Nonfiction book about the Vietnam War

Platoon: Bravo Company (1999) is a Vietnam War memoir by Robert Hemphill (with foreword by Joe Galloway), who commanded B (Bravo) Company, 3rd Battalion, 22nd Infantry of the 25th Infantry Division (U.S. Army) in Vietnam from 1 October 1967 to 18 February 1968. It was first published by Sergeant Kirkland's Press in 1999 and was republished by RoseDog Books in 2006.

The book details Hemphill's experience as Captain of Bravo during the final months of 1967 and into the Tet Offensive of early 1968. The novel can be noted for its mostly positive outlook on the Vietnam War, in contrast to the bleak reputation and media portrayal of the conflict. The book has been both praised and criticized for its presentation from an officer's point of view, although in the book Captain Hemphill states that he is simply writing of the war as he remembers it. Platoon: Bravo Company, is also less popular than other books about the war, such as We Were Soldiers Once...And Young or Marine Sniper: 93 Confirmed Kills.
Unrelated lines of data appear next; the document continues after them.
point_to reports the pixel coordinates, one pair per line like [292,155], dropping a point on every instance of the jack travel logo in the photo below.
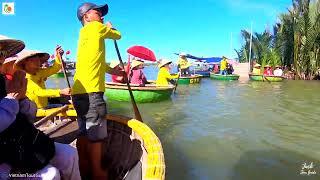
[8,8]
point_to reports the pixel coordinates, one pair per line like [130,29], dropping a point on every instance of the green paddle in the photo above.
[174,90]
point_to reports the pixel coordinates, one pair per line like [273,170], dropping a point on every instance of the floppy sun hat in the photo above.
[24,55]
[164,62]
[10,47]
[85,7]
[257,65]
[113,64]
[136,63]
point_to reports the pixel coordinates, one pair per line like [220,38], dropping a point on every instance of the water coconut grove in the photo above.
[293,42]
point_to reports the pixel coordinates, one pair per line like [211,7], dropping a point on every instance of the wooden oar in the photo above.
[264,78]
[64,71]
[174,90]
[65,74]
[134,104]
[50,116]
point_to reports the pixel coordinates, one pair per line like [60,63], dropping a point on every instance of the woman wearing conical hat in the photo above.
[267,70]
[40,155]
[30,62]
[164,75]
[184,65]
[136,75]
[256,69]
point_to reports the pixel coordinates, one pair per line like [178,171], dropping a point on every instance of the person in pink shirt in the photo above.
[267,71]
[136,75]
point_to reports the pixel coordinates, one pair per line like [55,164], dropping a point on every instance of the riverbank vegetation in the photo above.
[293,42]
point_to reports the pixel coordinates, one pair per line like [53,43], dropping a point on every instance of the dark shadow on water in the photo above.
[274,164]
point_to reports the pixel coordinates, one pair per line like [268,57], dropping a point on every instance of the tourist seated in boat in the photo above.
[116,78]
[164,75]
[8,67]
[184,65]
[136,75]
[216,69]
[230,69]
[30,62]
[223,66]
[43,157]
[278,71]
[256,69]
[267,71]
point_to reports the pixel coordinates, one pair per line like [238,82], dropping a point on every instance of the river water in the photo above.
[235,130]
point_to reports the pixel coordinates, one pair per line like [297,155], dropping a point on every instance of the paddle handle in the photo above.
[134,104]
[65,74]
[50,116]
[174,90]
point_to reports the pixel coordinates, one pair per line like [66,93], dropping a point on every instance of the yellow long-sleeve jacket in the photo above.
[164,76]
[183,63]
[91,66]
[36,88]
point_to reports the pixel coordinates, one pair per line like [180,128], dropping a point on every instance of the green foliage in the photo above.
[295,41]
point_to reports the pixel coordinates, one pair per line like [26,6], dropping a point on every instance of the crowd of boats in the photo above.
[141,150]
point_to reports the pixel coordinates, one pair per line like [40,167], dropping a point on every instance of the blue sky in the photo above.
[198,27]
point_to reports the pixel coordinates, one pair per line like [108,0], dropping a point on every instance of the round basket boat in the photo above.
[203,73]
[229,77]
[147,94]
[266,78]
[194,79]
[131,150]
[60,75]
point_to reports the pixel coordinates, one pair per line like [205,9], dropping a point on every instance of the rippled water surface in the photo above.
[235,130]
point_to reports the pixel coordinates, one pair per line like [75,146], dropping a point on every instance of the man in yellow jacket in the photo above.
[30,62]
[89,86]
[223,66]
[183,64]
[164,75]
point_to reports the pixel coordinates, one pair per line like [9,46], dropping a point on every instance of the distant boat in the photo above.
[193,79]
[229,77]
[266,78]
[146,94]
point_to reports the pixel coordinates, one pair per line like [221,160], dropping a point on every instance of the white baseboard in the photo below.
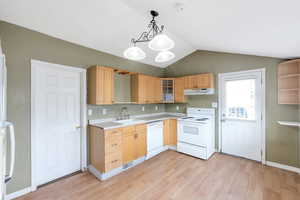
[18,193]
[285,167]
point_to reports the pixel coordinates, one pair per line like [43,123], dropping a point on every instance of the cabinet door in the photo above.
[205,81]
[128,146]
[187,82]
[157,90]
[150,84]
[179,90]
[170,132]
[141,142]
[166,132]
[107,85]
[173,132]
[100,85]
[142,87]
[194,81]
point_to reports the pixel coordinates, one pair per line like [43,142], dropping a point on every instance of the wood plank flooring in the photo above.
[175,176]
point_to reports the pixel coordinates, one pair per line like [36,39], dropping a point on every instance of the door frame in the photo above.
[263,108]
[83,117]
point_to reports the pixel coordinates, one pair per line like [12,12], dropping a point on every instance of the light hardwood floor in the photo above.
[172,175]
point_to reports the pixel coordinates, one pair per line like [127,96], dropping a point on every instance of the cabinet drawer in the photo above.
[128,129]
[114,144]
[113,160]
[141,126]
[113,132]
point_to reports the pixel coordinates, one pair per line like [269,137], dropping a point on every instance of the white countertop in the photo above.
[289,123]
[112,123]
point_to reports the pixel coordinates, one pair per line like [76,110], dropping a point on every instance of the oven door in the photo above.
[193,133]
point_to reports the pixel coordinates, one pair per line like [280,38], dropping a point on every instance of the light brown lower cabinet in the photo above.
[170,132]
[134,142]
[105,148]
[110,149]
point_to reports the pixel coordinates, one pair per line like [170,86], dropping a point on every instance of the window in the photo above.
[240,99]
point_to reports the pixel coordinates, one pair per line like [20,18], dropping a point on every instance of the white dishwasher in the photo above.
[154,138]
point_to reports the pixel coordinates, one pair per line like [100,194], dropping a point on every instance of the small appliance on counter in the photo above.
[196,133]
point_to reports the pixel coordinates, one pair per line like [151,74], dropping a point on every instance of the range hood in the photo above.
[203,91]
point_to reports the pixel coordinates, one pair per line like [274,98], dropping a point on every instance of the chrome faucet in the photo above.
[123,114]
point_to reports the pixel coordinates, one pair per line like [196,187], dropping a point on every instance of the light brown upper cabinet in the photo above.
[289,82]
[100,85]
[179,90]
[199,81]
[145,89]
[168,90]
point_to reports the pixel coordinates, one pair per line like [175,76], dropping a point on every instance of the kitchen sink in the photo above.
[127,121]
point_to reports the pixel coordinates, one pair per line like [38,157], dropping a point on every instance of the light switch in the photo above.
[214,104]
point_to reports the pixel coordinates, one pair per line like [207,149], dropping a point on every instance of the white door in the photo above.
[241,114]
[2,161]
[57,121]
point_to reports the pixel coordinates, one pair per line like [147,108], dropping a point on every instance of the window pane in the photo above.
[240,99]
Hemphill explains the boredom of daily routine as an infantry soldier, leading his company through thick jungle and finding no signs of the enemy (Viet Cong), as well as moments, (and, in some cases, hours) of intense combat, especially during the New Year's Tet offensive. Hemphill also talks about rescuing other units who have fallen into enemy ambushes because of incompetent commanders, and occasionally irresponsible soldiers, as well as having his own company rescued, despite his assurances that his men are "the best in Vietnam."